Mary, a firm believer in grassroots action, is currently leading a campaign to transition the largest U.S. utilities to clean energy for Mothers Out Front and is also involved in the Gas Leaks Allies, a Massachusetts coalition of 26 organizations and researchers focused on reducing methane emissions while transitioning to fossil-free energy sources.
Seth Draper, ’22
Seth Draper is thirty two years old and is from Block Island. He grew up on Block Island, attending the Block Island School from kindergarten through graduation. Following school, his passions for the outdoors, culture and travel brought him to many countries. He now spends his winters in Costa Rica and summers on Block Island. His love of both communities focus on conservation and the importance of our natural resources and a warm sense of community.
While on Block Island he started a landscape/excavation business, providing everything from lawn care to driveways and stone patios. More recently he is re-focusing his energies to help with his family businesses – The 1661 Inn, The Oar and the Narragansett. He has taken on the responsibility of continuing the legacy of his grandfather’s garden and exotic animal farm at The 1661 Inn.
He has joined the Block Island Conservancy board to continue the preservation of Block Island and to retain a healthy balance between human development and nature. He is looking forward to working with this leading organization with both fundraising and landscape maintenance and development to improve Block Island’s unique beauty.
Matt Fastuca, ’22
Matt Fastuca is a classically trained horticulturist with a strong affinity for botany and the natural sciences. Born in Louisiana and raised on Long Island, he was drawn to the ocean and coastal landscapes from a young age. Matt came to Block Island in 2009 after taking environmental science courses at the University of Rhode Island. Since then, he has remained a part-time resident, working several years for Turtle at Islandscape before starting his garden-service business, Maritima LLC. In 2017, he received a Diploma in Horticulture from the School of Professional Horticulture at the New York Botanical Garden, where he studied plant sciences and ecosystems, and completed thousands of hours of fieldwork to back up his studies. At present, he is eager to help preserve and maintain the unique landscapes and ecosystems that Block Island holds. You can find him any day out in the field or surfing in the water.
Nigel Grindley, ’21
In 2012, Nigel and Cathy retired after 32 years of research and teaching in the Department of Molecular Biophysics and Biochemistry at Yale University and moved full time to the island.

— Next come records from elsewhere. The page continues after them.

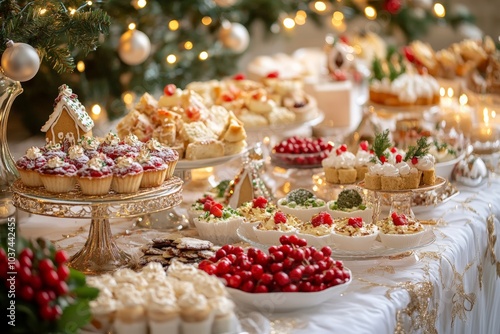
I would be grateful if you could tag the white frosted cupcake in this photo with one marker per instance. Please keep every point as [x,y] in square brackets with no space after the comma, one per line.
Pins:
[218,224]
[162,310]
[269,231]
[196,314]
[398,231]
[353,234]
[302,204]
[130,314]
[318,231]
[350,204]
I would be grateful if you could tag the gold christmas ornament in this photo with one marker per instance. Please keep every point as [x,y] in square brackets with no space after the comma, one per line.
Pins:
[134,47]
[20,61]
[234,36]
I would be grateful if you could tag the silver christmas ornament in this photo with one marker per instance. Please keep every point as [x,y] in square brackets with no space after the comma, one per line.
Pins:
[20,61]
[234,36]
[134,47]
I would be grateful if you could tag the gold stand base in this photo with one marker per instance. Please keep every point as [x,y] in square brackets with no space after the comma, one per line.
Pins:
[100,253]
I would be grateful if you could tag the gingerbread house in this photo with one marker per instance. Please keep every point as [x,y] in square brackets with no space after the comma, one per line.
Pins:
[69,121]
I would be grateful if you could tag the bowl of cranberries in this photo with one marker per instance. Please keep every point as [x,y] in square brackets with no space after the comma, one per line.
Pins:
[290,276]
[300,152]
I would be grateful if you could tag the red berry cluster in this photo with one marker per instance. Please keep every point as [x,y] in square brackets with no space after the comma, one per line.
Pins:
[355,222]
[259,202]
[321,218]
[209,204]
[309,151]
[290,267]
[39,280]
[399,220]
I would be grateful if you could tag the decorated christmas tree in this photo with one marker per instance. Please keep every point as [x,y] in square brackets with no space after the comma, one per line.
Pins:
[153,43]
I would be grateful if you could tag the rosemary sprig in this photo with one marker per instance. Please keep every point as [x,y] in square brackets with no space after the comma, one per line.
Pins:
[421,149]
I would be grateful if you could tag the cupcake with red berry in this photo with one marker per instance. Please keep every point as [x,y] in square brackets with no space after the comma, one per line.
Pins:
[28,167]
[318,230]
[302,204]
[339,167]
[170,156]
[53,150]
[269,231]
[218,223]
[76,156]
[114,148]
[90,145]
[364,158]
[255,211]
[154,168]
[354,234]
[95,177]
[127,175]
[399,231]
[58,176]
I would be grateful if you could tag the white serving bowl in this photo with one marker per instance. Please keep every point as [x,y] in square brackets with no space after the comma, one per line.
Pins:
[275,302]
[366,214]
[361,243]
[219,233]
[401,240]
[270,237]
[301,213]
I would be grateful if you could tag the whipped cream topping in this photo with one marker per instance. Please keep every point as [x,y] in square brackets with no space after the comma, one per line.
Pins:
[33,153]
[389,170]
[132,140]
[154,145]
[75,152]
[376,169]
[425,162]
[363,158]
[343,160]
[342,227]
[89,143]
[55,162]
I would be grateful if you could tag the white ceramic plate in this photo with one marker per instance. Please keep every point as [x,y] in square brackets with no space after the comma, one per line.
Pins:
[376,251]
[275,302]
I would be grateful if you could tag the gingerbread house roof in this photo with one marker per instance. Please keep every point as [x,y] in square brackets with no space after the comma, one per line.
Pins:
[69,101]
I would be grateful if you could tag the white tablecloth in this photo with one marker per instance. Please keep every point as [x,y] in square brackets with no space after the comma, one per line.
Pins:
[451,286]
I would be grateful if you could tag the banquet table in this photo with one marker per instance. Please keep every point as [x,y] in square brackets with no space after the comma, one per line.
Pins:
[449,286]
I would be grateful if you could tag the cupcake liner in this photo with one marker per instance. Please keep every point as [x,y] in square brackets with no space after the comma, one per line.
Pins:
[401,240]
[357,243]
[270,237]
[58,183]
[30,178]
[126,184]
[301,213]
[95,185]
[170,326]
[199,327]
[220,233]
[137,327]
[366,214]
[153,178]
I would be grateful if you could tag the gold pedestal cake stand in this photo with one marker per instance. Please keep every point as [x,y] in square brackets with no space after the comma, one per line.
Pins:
[100,253]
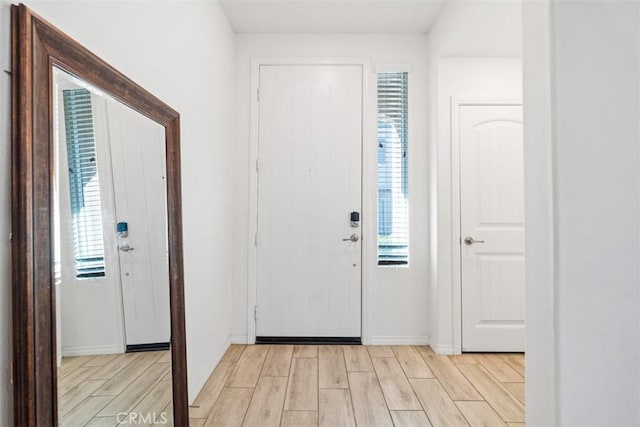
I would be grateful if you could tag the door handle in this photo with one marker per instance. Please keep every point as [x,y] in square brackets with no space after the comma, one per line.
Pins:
[470,241]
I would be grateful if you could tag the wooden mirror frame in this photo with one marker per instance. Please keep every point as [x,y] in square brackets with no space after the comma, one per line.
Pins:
[37,47]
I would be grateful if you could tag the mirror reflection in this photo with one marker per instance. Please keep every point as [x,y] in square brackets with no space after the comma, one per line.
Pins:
[111,270]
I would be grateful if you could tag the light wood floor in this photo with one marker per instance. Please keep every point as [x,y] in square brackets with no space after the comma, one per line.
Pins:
[361,386]
[93,390]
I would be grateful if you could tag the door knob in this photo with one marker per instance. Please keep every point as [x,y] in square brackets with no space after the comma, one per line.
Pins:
[470,241]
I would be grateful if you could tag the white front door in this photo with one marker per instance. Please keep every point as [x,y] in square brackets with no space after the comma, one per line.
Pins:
[139,168]
[492,227]
[309,181]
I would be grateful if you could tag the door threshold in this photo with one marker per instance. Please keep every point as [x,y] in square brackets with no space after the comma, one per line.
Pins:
[310,340]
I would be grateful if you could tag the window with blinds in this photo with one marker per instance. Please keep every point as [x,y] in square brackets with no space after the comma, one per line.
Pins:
[393,188]
[86,214]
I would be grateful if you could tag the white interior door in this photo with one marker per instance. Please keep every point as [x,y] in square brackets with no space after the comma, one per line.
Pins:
[138,162]
[309,180]
[492,227]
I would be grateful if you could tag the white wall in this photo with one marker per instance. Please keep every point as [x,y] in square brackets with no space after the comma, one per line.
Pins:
[6,388]
[183,53]
[473,51]
[398,296]
[539,216]
[595,87]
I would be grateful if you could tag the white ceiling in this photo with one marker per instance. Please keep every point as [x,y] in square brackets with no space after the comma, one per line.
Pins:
[332,16]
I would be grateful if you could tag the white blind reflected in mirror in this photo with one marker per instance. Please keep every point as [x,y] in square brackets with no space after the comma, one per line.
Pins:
[84,186]
[393,188]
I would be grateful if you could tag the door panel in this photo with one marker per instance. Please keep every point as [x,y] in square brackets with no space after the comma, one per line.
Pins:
[138,162]
[492,213]
[309,180]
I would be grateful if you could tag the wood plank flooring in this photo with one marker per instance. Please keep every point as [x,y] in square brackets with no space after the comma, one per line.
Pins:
[360,386]
[93,390]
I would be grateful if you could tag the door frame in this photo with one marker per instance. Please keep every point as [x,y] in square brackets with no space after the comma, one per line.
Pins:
[456,212]
[368,157]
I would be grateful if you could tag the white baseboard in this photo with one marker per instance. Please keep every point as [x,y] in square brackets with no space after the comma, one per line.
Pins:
[444,349]
[238,339]
[90,350]
[400,340]
[197,386]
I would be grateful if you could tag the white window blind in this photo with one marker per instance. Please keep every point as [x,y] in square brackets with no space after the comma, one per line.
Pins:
[86,212]
[393,189]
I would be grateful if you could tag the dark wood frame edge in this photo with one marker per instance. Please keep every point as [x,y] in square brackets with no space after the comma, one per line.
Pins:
[36,47]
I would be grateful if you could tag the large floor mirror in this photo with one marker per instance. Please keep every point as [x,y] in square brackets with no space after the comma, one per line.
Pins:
[97,271]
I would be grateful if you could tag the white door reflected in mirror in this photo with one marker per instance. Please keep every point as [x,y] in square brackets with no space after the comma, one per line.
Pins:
[112,287]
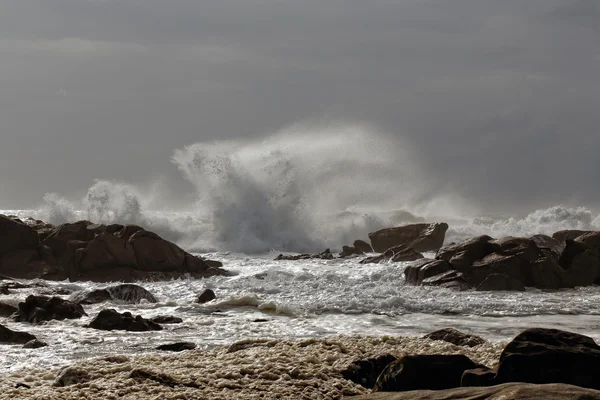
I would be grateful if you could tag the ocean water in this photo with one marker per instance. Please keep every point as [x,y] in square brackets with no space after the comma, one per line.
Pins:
[299,191]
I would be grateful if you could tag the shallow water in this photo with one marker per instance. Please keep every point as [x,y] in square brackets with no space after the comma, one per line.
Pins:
[301,299]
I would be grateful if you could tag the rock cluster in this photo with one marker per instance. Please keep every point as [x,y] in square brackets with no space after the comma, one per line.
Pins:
[87,251]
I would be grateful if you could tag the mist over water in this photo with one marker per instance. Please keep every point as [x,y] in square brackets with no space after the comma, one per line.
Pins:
[304,188]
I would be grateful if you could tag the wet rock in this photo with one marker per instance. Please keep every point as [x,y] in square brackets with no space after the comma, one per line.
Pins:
[179,346]
[500,282]
[127,293]
[420,237]
[365,372]
[34,344]
[415,273]
[110,319]
[36,309]
[432,372]
[206,296]
[166,319]
[6,310]
[400,253]
[14,337]
[550,356]
[456,337]
[363,246]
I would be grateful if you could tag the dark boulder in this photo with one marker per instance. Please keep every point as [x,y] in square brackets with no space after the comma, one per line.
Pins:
[415,273]
[400,253]
[14,337]
[363,246]
[127,293]
[365,372]
[206,296]
[432,372]
[110,319]
[550,356]
[179,346]
[36,309]
[420,237]
[500,282]
[166,319]
[456,337]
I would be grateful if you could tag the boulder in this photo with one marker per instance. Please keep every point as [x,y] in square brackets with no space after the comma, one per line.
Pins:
[166,319]
[363,246]
[37,309]
[550,356]
[420,237]
[415,273]
[456,337]
[348,251]
[110,319]
[127,293]
[464,254]
[34,344]
[14,337]
[500,282]
[398,253]
[15,235]
[366,371]
[508,391]
[206,296]
[432,372]
[179,346]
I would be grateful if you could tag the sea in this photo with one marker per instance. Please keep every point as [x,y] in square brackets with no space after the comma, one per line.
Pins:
[297,193]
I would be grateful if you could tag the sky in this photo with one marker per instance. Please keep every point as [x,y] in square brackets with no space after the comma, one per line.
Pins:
[499,100]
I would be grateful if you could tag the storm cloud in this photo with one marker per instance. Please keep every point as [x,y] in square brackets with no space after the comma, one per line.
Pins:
[499,100]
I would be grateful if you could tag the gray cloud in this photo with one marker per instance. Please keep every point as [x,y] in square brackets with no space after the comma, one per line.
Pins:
[499,99]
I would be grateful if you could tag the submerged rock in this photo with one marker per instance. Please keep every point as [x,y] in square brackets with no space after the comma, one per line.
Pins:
[110,319]
[420,237]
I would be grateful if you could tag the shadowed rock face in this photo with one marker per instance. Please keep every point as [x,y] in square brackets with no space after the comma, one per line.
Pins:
[87,251]
[419,237]
[126,293]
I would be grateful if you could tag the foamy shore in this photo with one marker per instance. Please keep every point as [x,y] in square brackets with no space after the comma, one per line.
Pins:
[248,369]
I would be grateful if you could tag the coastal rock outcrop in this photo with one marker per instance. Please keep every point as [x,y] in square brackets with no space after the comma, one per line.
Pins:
[36,309]
[87,251]
[110,319]
[420,237]
[127,293]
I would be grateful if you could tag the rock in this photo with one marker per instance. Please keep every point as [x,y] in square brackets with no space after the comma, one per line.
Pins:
[415,273]
[110,319]
[398,253]
[127,293]
[166,319]
[508,391]
[34,344]
[365,372]
[464,254]
[550,356]
[6,310]
[348,251]
[206,296]
[432,372]
[179,346]
[570,234]
[15,235]
[456,337]
[326,255]
[68,376]
[14,337]
[500,282]
[36,309]
[420,237]
[363,246]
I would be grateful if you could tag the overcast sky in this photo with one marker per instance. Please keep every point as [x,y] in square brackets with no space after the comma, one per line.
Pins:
[500,99]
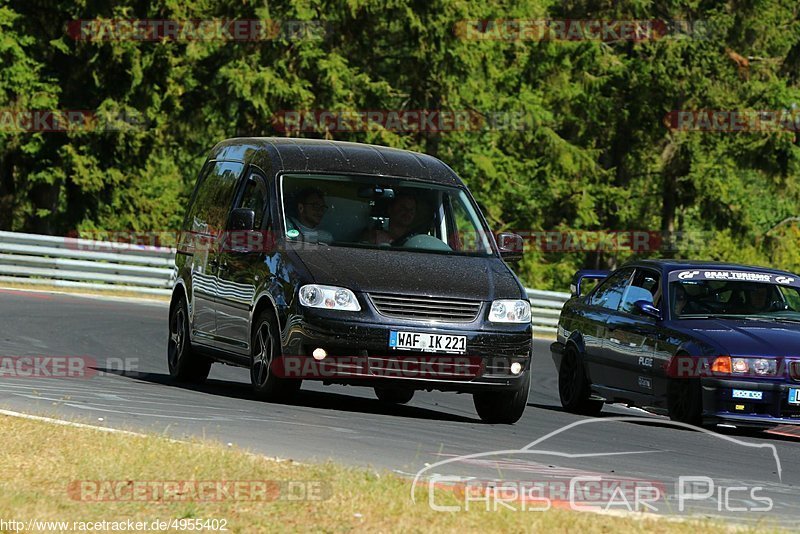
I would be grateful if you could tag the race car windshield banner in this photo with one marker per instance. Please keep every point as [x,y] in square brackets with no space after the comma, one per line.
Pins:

Although a molecular biologist by profession, Nigel has embraced ﬁeld-based studies since his retirement and become a strong supporter of, and active participant in, citizen science.
Lovers of nature, hiking, wildlife and the great outdoors, Nigel and Cathy joined Adrian’s Army to help maintain the trails they so enjoyed, volunteered with the US Fish and Wildlife Service to monitor Piping Plovers and American Oystercatchers and their nests, and with Kim Gaffett and Project Limulus to survey horseshoe crabs in the Great Salt Pond. Nigel is currently engaged in a project to document the moth population of Block Island (with summer resident Aaron Hunt, and the enthusiastic support of The Nature Conservancy and the USF&WS).
Well aware of the fragility of the island and the existential threat of climate change and sea level rise, Nigel and Cathy are members of a team (led by Professor Bryan Oakley from Eastern Connecticut State University) that has been measuring dune and beach proﬁles around the island to determine the extent of erosion and regeneration ever since Superstorm Sandy.